Le pastelliste, après s'être longtemps fait prier, avait fini toutefois par accepter, à la condition expresse qu'il ne serait interrompu pendant la séance par personne. Mme de Pompadour ayant accepté l'arrangement, La Tour arrive au jour dit et se dispose à travailler. Suivant sa coutume, il ôte les boucles de ses escarpins, ses jarretières, son col, accroche sa perruque aux flambeaux et met sur la tête son bonnet de peintre. Libre dans ce costume d'atelier, il commençait à crayonner lorsque Louis XV entre. Mme de Pompadour sourit. Le roi s'étonne du costume sans-façon du peintre. La Tour fait la grimace. Il se lève, ôte son bonnet. «Vous m'aviez promis, madame, que votre porte serait fermée. » Le roi insiste doucement pour rester. « Il m'est impossible d'obéir à Votre Majesté, reprend La Tour; je reviendrai lorsque madame sera seule. » Il emporte sa perruque, son col, ses jarretières, son chapeau, s'habille dans une autre pièce et part. La Tour ne revint que plusieurs jours après, quand Mme de Pompadour l'eut assuré qu'il ne serait plus interrompu à l'avenir dans son travail.
La Tour ne manqua pas de panégyristes de son vivant ; mais certains étaient intéressés à faire parade de leur enthousiasme dans ce champ clos où se débattait la réputation du peintre. Un témoignage posthume plus réservé a permis, un siècle après la mort de La Tour, de contrôler jusqu'à un certain point son caractère, sa façon d'agir à la cour et à la ville. En ce sens, ils offrent un réel intérêt les documents manuscrits laissés sur l'artiste par Mariette. Sans doute ces notes sont un peu longues, quelque peu séniles et de mauvaise humeur; mais à la suite d'une instruction, alors que le tribunal attend la vérité d'un débat contradictoire, un témoin disert et prolixe n'apporte pas moins sa part de faits intéressants s'il a été en relations suivies avec l'accusé dont on veut connaître le passé; aussi les écrits de Mariette, considéré comme témoin, restent-ils d'une utilité indéniable dans ce qu'on pourrait appeler la cause La Tour.

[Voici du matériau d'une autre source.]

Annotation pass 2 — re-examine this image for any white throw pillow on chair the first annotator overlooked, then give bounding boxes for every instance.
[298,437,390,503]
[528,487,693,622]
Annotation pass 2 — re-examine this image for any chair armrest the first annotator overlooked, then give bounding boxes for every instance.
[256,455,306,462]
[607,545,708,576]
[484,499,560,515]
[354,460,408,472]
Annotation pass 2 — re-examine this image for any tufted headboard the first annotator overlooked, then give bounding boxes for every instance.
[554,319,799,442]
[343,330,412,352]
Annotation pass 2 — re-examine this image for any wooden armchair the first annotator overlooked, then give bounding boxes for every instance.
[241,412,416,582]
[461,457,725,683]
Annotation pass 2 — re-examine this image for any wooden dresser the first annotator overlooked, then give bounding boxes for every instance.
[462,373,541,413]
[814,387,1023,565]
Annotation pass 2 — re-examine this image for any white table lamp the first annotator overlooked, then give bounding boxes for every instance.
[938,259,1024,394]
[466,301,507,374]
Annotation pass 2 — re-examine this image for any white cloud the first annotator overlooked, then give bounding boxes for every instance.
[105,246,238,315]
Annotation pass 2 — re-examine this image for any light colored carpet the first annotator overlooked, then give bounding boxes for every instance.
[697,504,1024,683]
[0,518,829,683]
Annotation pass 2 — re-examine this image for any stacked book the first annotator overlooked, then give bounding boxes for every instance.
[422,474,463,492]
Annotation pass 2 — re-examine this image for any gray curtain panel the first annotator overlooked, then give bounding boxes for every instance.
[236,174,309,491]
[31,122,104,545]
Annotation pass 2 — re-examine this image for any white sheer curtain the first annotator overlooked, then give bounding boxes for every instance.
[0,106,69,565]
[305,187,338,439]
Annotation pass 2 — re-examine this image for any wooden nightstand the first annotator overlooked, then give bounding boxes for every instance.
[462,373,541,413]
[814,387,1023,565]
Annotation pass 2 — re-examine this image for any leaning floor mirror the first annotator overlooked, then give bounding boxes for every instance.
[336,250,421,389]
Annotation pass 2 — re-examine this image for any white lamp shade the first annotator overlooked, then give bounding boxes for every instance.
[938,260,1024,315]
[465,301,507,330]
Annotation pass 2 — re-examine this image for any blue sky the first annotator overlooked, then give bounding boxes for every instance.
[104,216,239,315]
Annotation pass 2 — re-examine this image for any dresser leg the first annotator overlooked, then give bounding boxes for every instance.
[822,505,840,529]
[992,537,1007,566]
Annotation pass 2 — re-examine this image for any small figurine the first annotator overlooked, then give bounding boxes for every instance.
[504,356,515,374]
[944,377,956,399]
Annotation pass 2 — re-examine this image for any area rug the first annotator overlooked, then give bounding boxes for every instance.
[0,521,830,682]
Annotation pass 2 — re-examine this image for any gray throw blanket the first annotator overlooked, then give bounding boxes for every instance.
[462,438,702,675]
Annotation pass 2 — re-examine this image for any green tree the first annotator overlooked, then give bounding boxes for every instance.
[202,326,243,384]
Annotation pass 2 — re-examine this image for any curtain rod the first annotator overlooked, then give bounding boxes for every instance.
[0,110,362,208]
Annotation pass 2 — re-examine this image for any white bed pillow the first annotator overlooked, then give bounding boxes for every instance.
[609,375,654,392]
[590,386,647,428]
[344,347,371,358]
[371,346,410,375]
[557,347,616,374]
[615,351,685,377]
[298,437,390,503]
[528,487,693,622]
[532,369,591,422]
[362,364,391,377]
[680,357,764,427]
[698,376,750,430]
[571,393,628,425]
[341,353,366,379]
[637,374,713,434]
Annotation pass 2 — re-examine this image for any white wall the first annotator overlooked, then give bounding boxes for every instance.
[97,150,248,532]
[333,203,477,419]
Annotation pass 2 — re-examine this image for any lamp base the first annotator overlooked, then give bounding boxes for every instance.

Entre tous les maîtres du XVIIIe siècle, La Tour est particulièrement intéressant en raison des nombreux personnages en vue dont il a reproduit les traits. La Tour a peint les souverains, les financiers, les philosophes de son temps ; il s'est plu surtout à représenter les femmes de la cour, de la bourgeoisie, les femmes de théâtre sous Louis XV, et par là ses crayons sont restés infiniment précieux, l'élément féminin jouant un grand rôle même en histoire.